Too often dismissed as frivolous, indulging in the fantasy of a crush can reveal untapped aspects of our own personalities. At the very least, the dopamine hit, or the rush of happiness we experience during the early butterflies-meet-nausea stage of a crush, feels like an opportunity for self-care. Crushes can be aspirational, too. Lately I’ve had a crush on the musicians Angel Olsen and Hand Habits singing a Tom Petty cover in a YouTube video. Both artists are compelling, but my crush is really on them singing together and on the hopes of sharing such a warming collaboration one day.

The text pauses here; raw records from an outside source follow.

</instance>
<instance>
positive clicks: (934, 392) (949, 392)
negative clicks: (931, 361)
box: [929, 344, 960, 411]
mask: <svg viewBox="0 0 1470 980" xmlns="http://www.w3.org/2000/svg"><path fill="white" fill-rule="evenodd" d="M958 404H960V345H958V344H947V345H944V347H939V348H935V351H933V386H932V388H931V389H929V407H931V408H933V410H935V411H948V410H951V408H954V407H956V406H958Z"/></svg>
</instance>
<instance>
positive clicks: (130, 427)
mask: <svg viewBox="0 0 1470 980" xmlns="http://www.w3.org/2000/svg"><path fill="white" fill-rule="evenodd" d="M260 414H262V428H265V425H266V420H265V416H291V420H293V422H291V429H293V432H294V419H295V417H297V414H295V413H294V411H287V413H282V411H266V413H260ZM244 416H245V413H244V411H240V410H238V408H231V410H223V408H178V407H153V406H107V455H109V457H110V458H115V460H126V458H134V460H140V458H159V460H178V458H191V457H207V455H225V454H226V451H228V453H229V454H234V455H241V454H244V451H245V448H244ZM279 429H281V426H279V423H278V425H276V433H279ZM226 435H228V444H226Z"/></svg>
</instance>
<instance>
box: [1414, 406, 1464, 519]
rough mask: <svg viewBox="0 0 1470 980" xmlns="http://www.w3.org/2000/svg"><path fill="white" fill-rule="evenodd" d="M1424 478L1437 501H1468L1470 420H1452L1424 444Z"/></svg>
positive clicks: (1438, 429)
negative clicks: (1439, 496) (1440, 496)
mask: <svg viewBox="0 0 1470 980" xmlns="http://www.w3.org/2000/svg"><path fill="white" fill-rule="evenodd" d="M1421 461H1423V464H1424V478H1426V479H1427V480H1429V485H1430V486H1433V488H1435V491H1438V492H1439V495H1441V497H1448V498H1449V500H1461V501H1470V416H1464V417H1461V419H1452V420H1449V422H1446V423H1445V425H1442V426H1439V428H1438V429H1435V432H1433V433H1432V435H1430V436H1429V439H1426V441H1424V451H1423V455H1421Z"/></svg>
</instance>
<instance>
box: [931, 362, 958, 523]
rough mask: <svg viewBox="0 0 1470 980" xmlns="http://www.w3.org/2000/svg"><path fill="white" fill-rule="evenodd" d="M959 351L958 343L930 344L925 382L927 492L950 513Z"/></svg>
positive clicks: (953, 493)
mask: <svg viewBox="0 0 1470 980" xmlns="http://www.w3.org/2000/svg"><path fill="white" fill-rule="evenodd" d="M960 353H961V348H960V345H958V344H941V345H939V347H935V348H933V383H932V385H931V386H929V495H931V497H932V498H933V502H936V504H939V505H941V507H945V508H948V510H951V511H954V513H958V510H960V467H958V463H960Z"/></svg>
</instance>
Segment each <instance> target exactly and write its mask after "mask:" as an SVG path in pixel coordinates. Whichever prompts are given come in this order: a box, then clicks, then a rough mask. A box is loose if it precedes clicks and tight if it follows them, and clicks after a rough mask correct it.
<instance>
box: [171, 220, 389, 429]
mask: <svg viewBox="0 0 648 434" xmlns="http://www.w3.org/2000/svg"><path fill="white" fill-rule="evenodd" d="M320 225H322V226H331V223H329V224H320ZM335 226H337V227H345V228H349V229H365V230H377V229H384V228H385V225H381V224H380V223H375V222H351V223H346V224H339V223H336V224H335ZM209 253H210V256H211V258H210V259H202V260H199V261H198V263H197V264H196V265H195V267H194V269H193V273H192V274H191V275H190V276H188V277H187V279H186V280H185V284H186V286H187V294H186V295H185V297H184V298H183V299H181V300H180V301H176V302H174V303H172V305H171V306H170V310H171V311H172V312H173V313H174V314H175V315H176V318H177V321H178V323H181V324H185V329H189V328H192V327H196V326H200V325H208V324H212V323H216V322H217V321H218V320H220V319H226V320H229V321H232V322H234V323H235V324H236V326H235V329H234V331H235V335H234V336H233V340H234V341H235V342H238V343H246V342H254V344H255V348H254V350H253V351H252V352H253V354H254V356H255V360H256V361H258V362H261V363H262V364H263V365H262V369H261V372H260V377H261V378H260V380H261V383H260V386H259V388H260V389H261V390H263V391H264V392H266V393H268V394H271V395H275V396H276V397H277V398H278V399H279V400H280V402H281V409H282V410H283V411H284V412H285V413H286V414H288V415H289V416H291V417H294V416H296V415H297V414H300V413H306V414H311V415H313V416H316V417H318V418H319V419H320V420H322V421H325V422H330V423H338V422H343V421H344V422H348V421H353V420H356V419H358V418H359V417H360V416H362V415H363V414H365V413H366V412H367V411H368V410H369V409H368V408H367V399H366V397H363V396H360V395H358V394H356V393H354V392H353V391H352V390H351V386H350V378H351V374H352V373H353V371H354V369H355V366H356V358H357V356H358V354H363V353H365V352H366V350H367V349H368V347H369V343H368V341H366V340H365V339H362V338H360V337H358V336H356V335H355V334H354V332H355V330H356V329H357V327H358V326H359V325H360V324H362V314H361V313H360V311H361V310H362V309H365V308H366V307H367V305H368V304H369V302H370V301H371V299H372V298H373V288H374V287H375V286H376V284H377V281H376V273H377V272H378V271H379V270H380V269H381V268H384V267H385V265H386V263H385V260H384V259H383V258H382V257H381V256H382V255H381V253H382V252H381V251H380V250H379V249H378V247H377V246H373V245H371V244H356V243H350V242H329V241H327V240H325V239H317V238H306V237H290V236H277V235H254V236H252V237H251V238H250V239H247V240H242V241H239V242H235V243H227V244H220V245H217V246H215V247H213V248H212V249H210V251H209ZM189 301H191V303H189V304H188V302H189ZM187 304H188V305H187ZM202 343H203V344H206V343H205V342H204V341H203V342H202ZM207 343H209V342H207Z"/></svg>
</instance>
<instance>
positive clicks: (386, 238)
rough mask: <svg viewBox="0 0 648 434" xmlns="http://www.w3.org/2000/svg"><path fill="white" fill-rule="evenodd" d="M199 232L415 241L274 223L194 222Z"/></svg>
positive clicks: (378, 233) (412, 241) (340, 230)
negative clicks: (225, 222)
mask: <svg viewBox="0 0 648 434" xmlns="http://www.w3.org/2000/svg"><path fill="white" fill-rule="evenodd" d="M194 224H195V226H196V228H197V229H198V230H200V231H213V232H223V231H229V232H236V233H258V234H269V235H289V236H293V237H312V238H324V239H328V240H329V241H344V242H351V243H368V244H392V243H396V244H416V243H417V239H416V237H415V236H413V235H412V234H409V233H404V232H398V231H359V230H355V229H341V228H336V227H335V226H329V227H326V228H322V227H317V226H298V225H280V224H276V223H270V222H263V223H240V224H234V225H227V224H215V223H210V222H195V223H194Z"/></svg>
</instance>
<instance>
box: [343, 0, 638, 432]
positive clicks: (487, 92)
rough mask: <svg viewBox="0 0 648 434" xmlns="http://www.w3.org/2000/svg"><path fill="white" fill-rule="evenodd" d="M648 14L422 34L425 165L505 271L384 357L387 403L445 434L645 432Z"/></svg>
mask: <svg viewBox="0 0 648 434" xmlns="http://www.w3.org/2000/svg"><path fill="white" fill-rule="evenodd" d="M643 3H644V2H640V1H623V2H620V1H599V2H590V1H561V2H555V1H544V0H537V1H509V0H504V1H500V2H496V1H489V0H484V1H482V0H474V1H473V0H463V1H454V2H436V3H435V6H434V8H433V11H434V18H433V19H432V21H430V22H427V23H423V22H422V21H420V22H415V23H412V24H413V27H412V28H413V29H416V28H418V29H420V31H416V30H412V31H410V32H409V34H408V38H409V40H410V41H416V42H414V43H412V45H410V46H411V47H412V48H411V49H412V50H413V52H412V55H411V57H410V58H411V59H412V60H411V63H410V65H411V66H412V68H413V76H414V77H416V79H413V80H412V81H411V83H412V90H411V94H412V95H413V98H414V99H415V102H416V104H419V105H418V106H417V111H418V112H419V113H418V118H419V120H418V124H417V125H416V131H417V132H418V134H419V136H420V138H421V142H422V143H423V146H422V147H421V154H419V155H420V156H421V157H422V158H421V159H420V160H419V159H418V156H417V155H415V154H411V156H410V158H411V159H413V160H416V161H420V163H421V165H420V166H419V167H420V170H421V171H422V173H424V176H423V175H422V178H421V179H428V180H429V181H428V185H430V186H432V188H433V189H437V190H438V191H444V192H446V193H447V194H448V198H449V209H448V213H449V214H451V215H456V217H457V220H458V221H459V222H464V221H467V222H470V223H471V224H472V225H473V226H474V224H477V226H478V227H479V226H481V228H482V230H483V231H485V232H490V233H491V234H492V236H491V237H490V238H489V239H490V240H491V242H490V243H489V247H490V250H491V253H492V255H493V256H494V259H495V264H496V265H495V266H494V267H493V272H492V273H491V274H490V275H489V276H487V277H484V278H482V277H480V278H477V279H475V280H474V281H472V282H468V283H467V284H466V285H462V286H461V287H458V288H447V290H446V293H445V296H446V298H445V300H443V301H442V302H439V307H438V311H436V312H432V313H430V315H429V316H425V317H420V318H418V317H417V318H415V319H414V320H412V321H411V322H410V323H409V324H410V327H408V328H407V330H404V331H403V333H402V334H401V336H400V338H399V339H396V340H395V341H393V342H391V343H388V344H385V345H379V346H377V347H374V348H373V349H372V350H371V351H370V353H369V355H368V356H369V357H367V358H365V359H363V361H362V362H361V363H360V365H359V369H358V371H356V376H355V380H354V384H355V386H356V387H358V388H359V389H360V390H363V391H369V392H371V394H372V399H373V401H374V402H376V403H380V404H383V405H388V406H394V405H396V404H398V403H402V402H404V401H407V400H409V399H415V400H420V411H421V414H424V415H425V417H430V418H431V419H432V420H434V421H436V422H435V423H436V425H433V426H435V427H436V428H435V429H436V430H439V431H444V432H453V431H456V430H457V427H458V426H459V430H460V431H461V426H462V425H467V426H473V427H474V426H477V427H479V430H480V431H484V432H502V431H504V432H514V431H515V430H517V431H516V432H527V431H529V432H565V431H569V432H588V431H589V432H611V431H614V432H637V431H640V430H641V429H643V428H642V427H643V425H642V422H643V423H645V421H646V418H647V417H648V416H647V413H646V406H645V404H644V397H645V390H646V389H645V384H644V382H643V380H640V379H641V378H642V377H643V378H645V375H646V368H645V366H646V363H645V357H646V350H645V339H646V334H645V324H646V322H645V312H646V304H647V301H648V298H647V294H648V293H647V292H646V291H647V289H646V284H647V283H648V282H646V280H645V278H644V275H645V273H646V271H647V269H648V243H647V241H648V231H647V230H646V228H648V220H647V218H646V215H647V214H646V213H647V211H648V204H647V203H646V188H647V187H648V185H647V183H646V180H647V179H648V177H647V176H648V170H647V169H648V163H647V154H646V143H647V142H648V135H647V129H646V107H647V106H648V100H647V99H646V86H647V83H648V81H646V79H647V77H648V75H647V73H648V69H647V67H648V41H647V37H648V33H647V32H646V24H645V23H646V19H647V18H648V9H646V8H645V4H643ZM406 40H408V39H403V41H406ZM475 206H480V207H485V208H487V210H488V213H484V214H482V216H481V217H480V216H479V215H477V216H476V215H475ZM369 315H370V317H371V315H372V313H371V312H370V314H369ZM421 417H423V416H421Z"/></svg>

As wide swaths of the public find comfort in conversations about crush-worthy figures, the lines between stanning, admiring, and desiring blur. If this summer’s plethora of adoring social media posts about Timothée Chalamet at Cannes, or Naomi Osaka pre-Tokyo Olympics, are any sign of what’s to come, it seems clear that celebrity crushes will continue to trend in 2022. As objects of our individual and collective affections, celebrities symbolize traits we dream of being in proximity with or embodying ourselves. For now, as parts of the world cautiously return to “regular” life, celebrities lead the ever-idiosyncratic way. And whether we love them entirely or just admire parts of their personas, there is an undeniable levity to the ultimate unrequited crush.